Effective modulation of an aryl acetylenic molecular system based on dithienyldiketopyrrolopyrrole for organic solar cells

Abstract

We report the synthesis and photovoltaic properties of two conjugated small-molecule acetylenic compounds based on a dithienyldiketopyrrolopyrrole (DT-DPP) core. In contrast with the parent molecule in which the DT-DPP core and the 9-(1-(3-dodecylthienyl)ethynyl)anthracen-10-yl endgroups are bridged through an acetylenic bond, incorporating a 1,4-phenylene moiety, connected to the same core and endgroups via the acetylenic linkage, leads to considerably enhanced power conversion efficiency (PCE). Specifically, the lowering of the HOMO level of the resulting compound is supported by DFT calculation of the molecular structures, cyclic voltammetry experiments and increased open-circuit voltage (V_oc).
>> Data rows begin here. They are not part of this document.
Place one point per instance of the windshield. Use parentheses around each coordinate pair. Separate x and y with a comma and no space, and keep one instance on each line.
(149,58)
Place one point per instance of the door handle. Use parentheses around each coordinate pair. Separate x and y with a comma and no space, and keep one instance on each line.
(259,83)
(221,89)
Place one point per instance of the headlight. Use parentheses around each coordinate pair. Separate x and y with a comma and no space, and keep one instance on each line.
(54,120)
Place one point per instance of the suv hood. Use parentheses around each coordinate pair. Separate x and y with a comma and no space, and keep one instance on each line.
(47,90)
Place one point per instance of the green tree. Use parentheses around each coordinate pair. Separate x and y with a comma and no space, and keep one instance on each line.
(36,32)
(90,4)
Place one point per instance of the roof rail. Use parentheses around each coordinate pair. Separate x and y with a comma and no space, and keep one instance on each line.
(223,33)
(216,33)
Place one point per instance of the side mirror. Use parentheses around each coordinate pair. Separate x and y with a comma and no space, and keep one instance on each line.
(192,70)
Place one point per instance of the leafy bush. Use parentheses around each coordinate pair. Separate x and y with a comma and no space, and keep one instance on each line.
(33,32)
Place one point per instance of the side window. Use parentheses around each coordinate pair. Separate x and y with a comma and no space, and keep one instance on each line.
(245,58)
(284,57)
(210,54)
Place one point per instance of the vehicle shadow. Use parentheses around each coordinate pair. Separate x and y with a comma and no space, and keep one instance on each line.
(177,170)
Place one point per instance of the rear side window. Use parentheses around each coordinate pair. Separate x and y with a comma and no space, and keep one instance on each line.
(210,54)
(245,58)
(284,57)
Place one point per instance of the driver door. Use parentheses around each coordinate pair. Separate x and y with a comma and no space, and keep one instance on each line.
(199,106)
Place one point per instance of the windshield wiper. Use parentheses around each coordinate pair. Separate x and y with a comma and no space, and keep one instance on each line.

Moreover, while the lowest-energy absorption maximum is blueshifted, this molecular engineering produces a strong and broad absorption in the visible, as well as a high mobility of 4.50 × 10⁻⁴ cm² V⁻¹ s⁻¹, thus contributing to improve the short-circuit current (J_sc), as evidenced by EQE measurements. The preliminary characterization of the solar cells based on the 1,4-phenylene engineered compound (ITO/PEDOT:PSS/acetylenic molecular compound:PC₆₁BM/Al) yielded a PCE of ≈5% with J_sc = 9.24 mA cm⁻², V_oc = 0.87 V, and FF = 63%, which is of considerable significance in view of synthetic accessibility and involving no high-boiling-point solvent additives or solvent vapor annealing, whereas a PCE of 3.86% was obtained for the parent compound with J_sc = 8.18 mA cm⁻², V_oc = 0.73 V, and FF = 64.6%. The present result may provide a simple approach for modulating the electronic properties of organic semiconductors for organic solar cells.